Abraham Neena S, Barkun Alan N, Sauer Bryan G, Douketis James, Laine Loren, Noseworthy Peter A, Telford Jennifer J, Leontiadis Grigorios I
Division of Gastroenterology and Hepatology, Department of Medicine, Mayo Clinic, Scottsdale, Arizona, USA.
Division of Gastroenterology, Department of Medicine, McGill University, Montreal, Quebec, Canada.
J Can Assoc Gastroenterol. 2022 Mar 17;5(2):100-101. doi: 10.1093/jcag/gwac010. eCollection 2022 Apr.
We conducted systematic reviews of predefined clinical questions and used the Grading of Recommendations, Assessment, Development and Evaluations approach to develop recommendations for the periendoscopic management of anticoagulant and antiplatelet drugs during acute gastrointestinal (GI) bleeding and the elective endoscopic setting. The following recommendations target patients presenting with acute GI bleeding: For patients on warfarin, we suggest against giving fresh frozen plasma or vitamin K; if needed, we suggest prothrombin complex concentrate (PCC) compared with fresh frozen plasma administration; for patients on direct oral anticoagulants (DOACs), we suggest against PCC administration; if on dabigatran, we suggest against the administration of idarucizumab, and if on rivaroxaban or apixaban, we suggest against andexanet alfa administration; for patients on antiplatelet agents, we suggest against platelet transfusions; and for patients on cardiac acetylsalicylic acid (ASA) for secondary prevention, we suggest against holding it, but if the ASA has been interrupted, we suggest resumption on the day hemostasis is endoscopically confirmed. The following recommendations target patients in the elective (planned) endoscopy setting: For patients on warfarin, we suggest continuation as opposed to temporary interruption (1-7 days), but if it is held for procedures with high risk of GI bleeding, we suggest against bridging anticoagulation unless the patient has a mechanical heart valve; for patients on DOACs, we suggest temporarily interrupting rather than continuing these; for patients on dual antiplatelet therapy for secondary prevention, we suggest temporary interruption of the P2Y receptor inhibitor while continuing ASA; and if on cardiac ASA monotherapy for secondary prevention, we suggest against its interruption. Evidence was insufficient in the following settings to permit recommendations. With acute GI bleeding in patients on warfarin, we could not recommend for or against PCC administration when compared with placebo. In the elective periprocedural endoscopy setting, we could not recommend for or against temporary interruption of the P2Y receptor inhibitor for patients on a single P2Y inhibiting agent.
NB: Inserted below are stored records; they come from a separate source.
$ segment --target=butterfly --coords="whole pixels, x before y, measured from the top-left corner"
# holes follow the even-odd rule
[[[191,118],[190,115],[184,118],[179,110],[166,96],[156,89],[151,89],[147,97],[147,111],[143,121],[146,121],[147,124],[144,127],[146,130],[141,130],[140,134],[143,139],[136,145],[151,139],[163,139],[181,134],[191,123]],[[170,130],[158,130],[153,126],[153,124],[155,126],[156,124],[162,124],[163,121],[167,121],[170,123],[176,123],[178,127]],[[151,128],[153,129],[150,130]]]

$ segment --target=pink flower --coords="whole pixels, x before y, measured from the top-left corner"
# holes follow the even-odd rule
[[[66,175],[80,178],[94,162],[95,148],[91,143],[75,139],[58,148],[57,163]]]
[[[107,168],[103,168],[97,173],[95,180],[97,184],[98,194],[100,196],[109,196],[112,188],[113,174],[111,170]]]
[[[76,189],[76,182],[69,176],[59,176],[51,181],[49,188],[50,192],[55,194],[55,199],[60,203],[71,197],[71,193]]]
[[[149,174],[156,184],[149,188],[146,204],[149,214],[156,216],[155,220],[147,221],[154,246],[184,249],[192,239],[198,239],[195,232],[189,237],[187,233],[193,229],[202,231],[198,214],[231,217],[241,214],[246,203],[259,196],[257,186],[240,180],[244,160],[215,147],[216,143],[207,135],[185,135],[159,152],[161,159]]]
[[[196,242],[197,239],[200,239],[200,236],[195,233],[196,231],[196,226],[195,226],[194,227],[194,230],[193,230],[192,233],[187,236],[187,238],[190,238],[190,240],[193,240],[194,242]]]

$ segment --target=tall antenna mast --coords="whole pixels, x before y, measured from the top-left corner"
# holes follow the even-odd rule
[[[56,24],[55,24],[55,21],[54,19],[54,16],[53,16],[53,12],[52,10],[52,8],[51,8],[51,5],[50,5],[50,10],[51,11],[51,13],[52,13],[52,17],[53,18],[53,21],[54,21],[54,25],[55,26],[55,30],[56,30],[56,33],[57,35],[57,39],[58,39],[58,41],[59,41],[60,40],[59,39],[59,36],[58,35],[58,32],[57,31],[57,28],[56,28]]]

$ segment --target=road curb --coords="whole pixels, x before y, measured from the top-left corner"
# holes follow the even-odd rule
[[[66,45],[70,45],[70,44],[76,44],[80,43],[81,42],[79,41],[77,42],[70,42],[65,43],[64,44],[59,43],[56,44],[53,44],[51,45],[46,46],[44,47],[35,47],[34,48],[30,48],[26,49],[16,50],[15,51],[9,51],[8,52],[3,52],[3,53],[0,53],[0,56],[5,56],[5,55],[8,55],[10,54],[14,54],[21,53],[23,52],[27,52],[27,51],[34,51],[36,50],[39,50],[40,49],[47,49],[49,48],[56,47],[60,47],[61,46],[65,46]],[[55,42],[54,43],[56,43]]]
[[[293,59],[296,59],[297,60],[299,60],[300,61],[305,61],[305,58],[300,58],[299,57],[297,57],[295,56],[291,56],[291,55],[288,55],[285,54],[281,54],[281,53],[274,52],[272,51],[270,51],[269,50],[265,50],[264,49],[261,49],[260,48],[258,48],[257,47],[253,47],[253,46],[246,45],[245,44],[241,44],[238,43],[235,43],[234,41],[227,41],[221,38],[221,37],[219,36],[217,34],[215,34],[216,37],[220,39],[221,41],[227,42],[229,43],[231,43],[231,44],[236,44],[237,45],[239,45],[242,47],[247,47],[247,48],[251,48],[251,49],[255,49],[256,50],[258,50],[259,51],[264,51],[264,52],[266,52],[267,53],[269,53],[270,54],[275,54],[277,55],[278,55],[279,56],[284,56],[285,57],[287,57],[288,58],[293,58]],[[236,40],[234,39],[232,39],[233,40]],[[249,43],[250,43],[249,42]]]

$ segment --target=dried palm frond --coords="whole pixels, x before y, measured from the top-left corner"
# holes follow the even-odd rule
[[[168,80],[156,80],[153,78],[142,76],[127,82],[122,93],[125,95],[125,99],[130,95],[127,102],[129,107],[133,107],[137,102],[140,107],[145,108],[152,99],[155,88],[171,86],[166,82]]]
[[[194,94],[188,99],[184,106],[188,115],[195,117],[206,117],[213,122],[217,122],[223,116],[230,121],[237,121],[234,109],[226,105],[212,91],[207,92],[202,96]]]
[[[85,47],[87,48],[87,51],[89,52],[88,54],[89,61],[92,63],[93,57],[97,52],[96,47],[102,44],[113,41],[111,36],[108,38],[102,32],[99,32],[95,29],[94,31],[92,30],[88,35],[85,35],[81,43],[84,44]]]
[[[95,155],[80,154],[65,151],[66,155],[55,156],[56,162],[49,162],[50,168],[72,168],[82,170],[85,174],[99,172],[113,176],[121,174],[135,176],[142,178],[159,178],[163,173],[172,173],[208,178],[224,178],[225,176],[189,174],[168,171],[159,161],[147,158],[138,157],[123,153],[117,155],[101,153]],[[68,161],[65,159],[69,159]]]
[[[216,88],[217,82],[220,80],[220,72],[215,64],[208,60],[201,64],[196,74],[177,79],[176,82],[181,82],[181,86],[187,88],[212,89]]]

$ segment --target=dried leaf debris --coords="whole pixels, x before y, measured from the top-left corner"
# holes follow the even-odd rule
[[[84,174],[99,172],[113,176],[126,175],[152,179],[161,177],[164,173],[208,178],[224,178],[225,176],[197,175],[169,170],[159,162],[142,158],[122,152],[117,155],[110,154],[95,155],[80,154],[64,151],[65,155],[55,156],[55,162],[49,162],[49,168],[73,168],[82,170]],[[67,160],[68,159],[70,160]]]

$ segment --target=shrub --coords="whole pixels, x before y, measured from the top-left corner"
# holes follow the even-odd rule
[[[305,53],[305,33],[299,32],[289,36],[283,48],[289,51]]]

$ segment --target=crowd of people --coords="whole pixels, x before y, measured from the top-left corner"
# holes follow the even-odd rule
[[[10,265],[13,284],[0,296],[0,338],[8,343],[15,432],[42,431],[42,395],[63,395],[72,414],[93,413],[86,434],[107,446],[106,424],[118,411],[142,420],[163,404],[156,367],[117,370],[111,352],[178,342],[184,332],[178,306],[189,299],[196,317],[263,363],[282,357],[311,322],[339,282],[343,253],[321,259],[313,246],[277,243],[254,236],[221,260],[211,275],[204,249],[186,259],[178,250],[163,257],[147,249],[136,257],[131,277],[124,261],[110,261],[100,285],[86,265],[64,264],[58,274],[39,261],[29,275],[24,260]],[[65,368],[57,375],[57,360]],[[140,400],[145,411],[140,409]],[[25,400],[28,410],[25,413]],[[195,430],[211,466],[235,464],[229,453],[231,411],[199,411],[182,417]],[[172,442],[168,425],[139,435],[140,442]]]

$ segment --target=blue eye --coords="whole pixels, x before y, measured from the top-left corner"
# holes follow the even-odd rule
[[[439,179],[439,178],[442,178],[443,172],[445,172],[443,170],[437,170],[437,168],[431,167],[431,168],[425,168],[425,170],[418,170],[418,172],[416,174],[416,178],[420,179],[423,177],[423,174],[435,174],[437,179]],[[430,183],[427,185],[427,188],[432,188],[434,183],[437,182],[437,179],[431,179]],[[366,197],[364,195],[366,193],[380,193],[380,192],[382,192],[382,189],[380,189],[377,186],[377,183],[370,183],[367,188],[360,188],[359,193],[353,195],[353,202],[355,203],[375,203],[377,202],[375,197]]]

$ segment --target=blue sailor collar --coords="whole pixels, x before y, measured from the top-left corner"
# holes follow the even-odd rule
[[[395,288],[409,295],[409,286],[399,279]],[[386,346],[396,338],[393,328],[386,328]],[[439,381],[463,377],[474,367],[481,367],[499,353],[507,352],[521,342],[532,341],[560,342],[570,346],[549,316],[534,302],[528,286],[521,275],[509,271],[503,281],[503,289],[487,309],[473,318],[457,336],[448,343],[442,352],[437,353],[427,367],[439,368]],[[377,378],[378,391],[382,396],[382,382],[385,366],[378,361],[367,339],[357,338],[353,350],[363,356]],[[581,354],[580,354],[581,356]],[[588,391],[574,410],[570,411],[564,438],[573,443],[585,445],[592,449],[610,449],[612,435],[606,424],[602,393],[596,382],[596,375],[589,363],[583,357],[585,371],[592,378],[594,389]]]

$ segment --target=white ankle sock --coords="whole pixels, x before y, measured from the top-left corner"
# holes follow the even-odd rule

We were also unable to make a recommendation regarding same-day resumption of the drug vs 1-7 days after the procedure among patients prescribed anticoagulants (warfarin or DOACs) or P2Y receptor inhibitor drugs because of insufficient evidence.
我们对预先定义的临床问题进行了系统评价,并采用推荐分级、评估、制定与评价方法,针对急性胃肠道(GI)出血和择期内镜检查时抗凝药及抗血小板药物的围内镜管理制定推荐意见。以下推荐意见针对急性GI出血患者:对于服用华法林的患者,我们建议不要给予新鲜冰冻血浆或维生素K;如有需要,与给予新鲜冰冻血浆相比,我们建议给予凝血酶原复合物浓缩剂(PCC);对于服用直接口服抗凝剂(DOACs)的患者,我们建议不要给予PCC;如果服用达比加群,我们建议不要给予依达赛珠单抗,如果服用利伐沙班或阿哌沙班,我们建议不要给予安多明;对于服用抗血小板药物的患者,我们建议不要进行血小板输注;对于因二级预防而服用心脏用阿司匹林(ASA)的患者,我们建议不要停用,但如果ASA已经中断,我们建议在通过内镜确认止血的当天恢复用药。以下推荐意见针对择期(计划好的)内镜检查患者:对于服用华法林的患者,我们建议继续用药而非临时中断(1 - 7天),但如果因GI出血风险高的操作而停药,除非患者有机械心脏瓣膜,否则我们建议不要进行桥接抗凝;对于服用DOACs的患者,我们建议临时中断而非继续用药;对于因二级预防而接受双联抗血小板治疗的患者,我们建议临时中断P2Y受体抑制剂,同时继续服用ASA;如果因二级预防而接受心脏用ASA单药治疗,我们建议不要中断用药。在以下情况下证据不足,无法给出推荐意见。对于服用华法林且发生急性GI出血的患者,与安慰剂相比,我们无法推荐是否给予PCC。在择期围手术期内镜检查情况下,对于服用单一P2Y抑制剂的患者,我们无法推荐是否临时中断P2Y受体抑制剂。由于证据不足,我们也无法就服用抗凝药(华法林或DOACs)或P2Y受体抑制剂药物的患者在术后当天恢复用药与术后1 - 7天恢复用药之间给出推荐意见。